Initial reports suggested that Talbot too had been wrecked, but these were mistaken; Saldanha had been broken in two as she wrecked, and these halves were initially seen as separate vessels. Twenty-one members of Saldanhas crew escaped the disaster, having been left behind on board the hospital ship when the frigate sailed from Cork. (Note: Two Royal Marine lieutenants, one midshipman, four able seamen, six ordinary seamen, one member of the carpenter's crew, one landsman, one Royal Marine corporal, and five Royal Marine privates.)

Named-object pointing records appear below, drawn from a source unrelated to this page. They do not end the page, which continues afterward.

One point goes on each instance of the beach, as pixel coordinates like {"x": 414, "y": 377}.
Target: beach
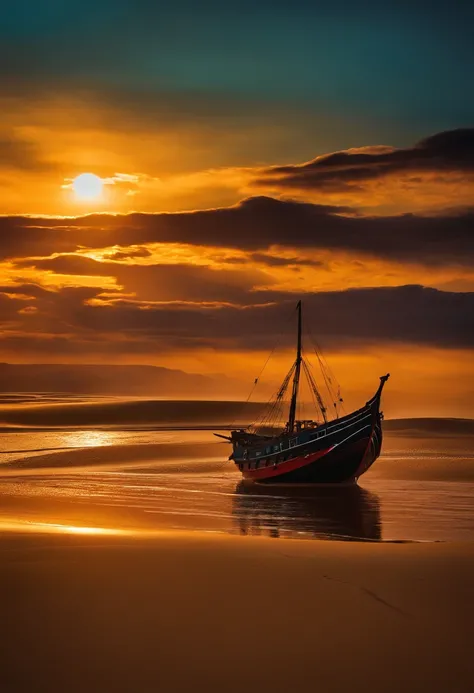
{"x": 134, "y": 559}
{"x": 212, "y": 612}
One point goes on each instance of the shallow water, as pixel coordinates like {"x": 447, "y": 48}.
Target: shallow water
{"x": 101, "y": 480}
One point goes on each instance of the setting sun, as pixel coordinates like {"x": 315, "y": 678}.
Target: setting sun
{"x": 87, "y": 186}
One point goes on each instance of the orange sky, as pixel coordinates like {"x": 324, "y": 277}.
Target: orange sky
{"x": 62, "y": 300}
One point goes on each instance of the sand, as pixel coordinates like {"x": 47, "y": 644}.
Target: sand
{"x": 210, "y": 612}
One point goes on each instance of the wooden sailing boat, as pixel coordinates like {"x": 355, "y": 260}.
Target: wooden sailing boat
{"x": 310, "y": 451}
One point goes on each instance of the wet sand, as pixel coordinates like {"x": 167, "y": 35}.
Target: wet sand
{"x": 211, "y": 612}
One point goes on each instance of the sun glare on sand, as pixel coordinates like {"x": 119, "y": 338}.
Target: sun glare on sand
{"x": 87, "y": 186}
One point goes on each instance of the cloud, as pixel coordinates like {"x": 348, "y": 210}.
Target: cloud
{"x": 21, "y": 154}
{"x": 342, "y": 320}
{"x": 254, "y": 225}
{"x": 164, "y": 282}
{"x": 444, "y": 153}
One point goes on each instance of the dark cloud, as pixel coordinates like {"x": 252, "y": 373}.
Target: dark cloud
{"x": 451, "y": 151}
{"x": 164, "y": 282}
{"x": 340, "y": 320}
{"x": 255, "y": 225}
{"x": 276, "y": 261}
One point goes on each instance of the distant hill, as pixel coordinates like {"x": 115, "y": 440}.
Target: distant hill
{"x": 113, "y": 380}
{"x": 430, "y": 426}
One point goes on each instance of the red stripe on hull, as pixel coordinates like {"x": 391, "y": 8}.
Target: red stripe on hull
{"x": 284, "y": 467}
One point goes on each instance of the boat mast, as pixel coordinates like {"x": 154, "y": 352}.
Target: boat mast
{"x": 296, "y": 376}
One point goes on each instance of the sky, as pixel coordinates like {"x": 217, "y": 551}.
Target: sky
{"x": 248, "y": 155}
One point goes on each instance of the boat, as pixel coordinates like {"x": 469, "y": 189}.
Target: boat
{"x": 320, "y": 450}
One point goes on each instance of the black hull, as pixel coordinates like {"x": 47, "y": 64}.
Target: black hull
{"x": 342, "y": 465}
{"x": 338, "y": 452}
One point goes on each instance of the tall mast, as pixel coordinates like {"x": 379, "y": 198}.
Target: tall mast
{"x": 296, "y": 376}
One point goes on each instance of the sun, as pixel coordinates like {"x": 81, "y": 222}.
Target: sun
{"x": 87, "y": 186}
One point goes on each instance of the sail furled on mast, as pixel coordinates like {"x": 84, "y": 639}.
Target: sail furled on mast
{"x": 296, "y": 377}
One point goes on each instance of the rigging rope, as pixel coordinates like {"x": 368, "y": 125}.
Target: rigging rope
{"x": 257, "y": 379}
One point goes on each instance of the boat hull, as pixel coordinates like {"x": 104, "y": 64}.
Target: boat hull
{"x": 344, "y": 463}
{"x": 337, "y": 452}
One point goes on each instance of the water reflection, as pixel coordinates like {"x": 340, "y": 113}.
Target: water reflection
{"x": 336, "y": 512}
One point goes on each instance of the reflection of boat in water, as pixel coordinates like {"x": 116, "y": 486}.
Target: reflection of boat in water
{"x": 324, "y": 512}
{"x": 309, "y": 451}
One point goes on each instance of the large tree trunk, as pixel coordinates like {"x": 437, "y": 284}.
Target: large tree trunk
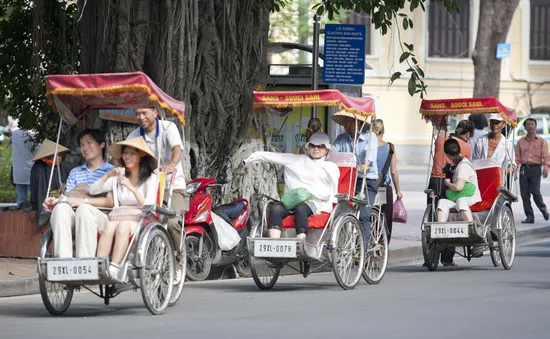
{"x": 208, "y": 53}
{"x": 495, "y": 17}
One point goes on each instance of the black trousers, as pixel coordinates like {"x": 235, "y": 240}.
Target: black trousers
{"x": 277, "y": 212}
{"x": 387, "y": 209}
{"x": 529, "y": 183}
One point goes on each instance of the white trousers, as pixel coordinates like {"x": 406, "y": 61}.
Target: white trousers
{"x": 87, "y": 221}
{"x": 462, "y": 204}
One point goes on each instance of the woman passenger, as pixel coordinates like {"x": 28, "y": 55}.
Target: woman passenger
{"x": 136, "y": 185}
{"x": 309, "y": 171}
{"x": 464, "y": 173}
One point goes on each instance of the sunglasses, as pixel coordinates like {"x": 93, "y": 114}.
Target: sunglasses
{"x": 318, "y": 146}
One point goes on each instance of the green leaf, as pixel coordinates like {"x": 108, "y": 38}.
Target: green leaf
{"x": 420, "y": 72}
{"x": 395, "y": 76}
{"x": 412, "y": 86}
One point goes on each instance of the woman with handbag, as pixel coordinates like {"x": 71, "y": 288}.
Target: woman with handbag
{"x": 311, "y": 184}
{"x": 131, "y": 187}
{"x": 387, "y": 164}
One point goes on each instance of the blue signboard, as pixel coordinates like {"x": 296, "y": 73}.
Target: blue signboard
{"x": 503, "y": 51}
{"x": 344, "y": 54}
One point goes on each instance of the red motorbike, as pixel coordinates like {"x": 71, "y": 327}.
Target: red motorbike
{"x": 203, "y": 251}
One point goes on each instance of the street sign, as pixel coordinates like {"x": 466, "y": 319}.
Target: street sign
{"x": 503, "y": 51}
{"x": 344, "y": 54}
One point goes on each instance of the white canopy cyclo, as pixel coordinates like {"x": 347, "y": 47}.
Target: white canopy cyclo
{"x": 149, "y": 263}
{"x": 334, "y": 238}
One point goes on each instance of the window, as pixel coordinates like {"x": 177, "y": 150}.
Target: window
{"x": 354, "y": 18}
{"x": 539, "y": 48}
{"x": 449, "y": 34}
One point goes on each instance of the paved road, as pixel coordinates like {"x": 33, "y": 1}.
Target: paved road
{"x": 474, "y": 300}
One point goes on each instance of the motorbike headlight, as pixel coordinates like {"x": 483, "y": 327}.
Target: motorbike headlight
{"x": 192, "y": 187}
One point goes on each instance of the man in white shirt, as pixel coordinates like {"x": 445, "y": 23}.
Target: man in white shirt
{"x": 165, "y": 141}
{"x": 365, "y": 139}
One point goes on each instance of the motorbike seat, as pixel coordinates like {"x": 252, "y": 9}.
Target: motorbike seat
{"x": 231, "y": 210}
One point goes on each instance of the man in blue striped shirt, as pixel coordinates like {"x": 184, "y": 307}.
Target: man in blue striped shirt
{"x": 87, "y": 220}
{"x": 344, "y": 143}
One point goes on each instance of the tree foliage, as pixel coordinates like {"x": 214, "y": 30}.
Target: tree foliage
{"x": 37, "y": 38}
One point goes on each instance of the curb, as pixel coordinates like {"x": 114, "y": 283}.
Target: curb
{"x": 12, "y": 288}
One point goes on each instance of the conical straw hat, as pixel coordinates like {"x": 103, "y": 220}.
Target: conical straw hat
{"x": 115, "y": 150}
{"x": 47, "y": 149}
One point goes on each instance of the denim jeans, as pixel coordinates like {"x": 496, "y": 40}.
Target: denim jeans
{"x": 364, "y": 215}
{"x": 22, "y": 193}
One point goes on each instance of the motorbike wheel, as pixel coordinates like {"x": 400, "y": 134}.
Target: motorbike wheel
{"x": 198, "y": 264}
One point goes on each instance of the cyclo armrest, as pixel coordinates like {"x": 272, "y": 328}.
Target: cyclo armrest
{"x": 164, "y": 211}
{"x": 507, "y": 194}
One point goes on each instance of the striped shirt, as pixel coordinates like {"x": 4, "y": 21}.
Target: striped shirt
{"x": 82, "y": 175}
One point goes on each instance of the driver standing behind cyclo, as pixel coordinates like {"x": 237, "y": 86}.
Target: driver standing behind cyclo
{"x": 165, "y": 135}
{"x": 344, "y": 143}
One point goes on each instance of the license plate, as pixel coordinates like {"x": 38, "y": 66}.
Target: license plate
{"x": 274, "y": 249}
{"x": 73, "y": 270}
{"x": 449, "y": 231}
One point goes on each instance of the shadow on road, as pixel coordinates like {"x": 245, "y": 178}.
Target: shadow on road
{"x": 75, "y": 311}
{"x": 540, "y": 285}
{"x": 539, "y": 254}
{"x": 281, "y": 286}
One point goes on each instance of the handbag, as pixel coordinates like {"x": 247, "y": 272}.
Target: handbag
{"x": 399, "y": 212}
{"x": 124, "y": 213}
{"x": 294, "y": 197}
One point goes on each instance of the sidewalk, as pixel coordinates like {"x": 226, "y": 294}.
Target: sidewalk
{"x": 19, "y": 276}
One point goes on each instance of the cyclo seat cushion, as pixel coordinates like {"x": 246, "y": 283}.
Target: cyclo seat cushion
{"x": 489, "y": 180}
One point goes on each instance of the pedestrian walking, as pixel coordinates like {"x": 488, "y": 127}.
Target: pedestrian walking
{"x": 22, "y": 154}
{"x": 532, "y": 154}
{"x": 387, "y": 172}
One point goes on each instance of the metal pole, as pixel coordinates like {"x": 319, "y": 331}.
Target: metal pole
{"x": 315, "y": 58}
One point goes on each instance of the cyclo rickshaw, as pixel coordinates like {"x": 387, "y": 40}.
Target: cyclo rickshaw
{"x": 333, "y": 239}
{"x": 493, "y": 226}
{"x": 149, "y": 263}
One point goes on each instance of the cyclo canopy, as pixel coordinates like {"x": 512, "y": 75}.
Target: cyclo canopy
{"x": 72, "y": 95}
{"x": 437, "y": 110}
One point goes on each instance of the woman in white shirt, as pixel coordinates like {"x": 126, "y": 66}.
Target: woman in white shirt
{"x": 136, "y": 185}
{"x": 309, "y": 171}
{"x": 464, "y": 173}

On 28 August 1812, a servant working at a house in Burt, County Donegal, shot a green parrot, believing it to be a hawk. Upon inspection, the parrot was found to have a gold ring around its neck, with the engraving "Captain Pakenham, of His Majesty's ship Saldanha". Bystanders reported that at the time it was shot, the parrot had been attempting to speak either French or Spanish; it was listed as the only other survivor of Saldanha, alongside the dog.

==Legacy==
Saldanha Head, near Knockalla Fort, where Saldanhas wreck was discovered, is named after the frigate. The columns inside the Presbyterian meeting house at Ramelton were constructed using material recovered from the frigate. In the 1980s, an anchor was discovered at the wreck site and placed on the shore near that spot. Soon after the wreck, Thomas Sheridan wrote the poem The Loss of the Saldanha, one verse of which states:
O'er Swilly's rocks they soar,
Commission'd watch to keep;
Down, down with thundering roar
The exulting demons pour –
The Saldanha floats no more
On the deep!
 A special ceremony was held on 4 December 2011 to mark the 200th anniversary of the sinking in Lough Swilly of Saldanha. It was the first commemorative event recalling one of Ireland's worst-ever marine disasters. Until then, there had been no memorial to their deaths.

In 2026, sand displacement during the spring caused by high winds revealed what may be the starboard bow of the ill-fated ship on Ballymastocker Beach, Co Donegal.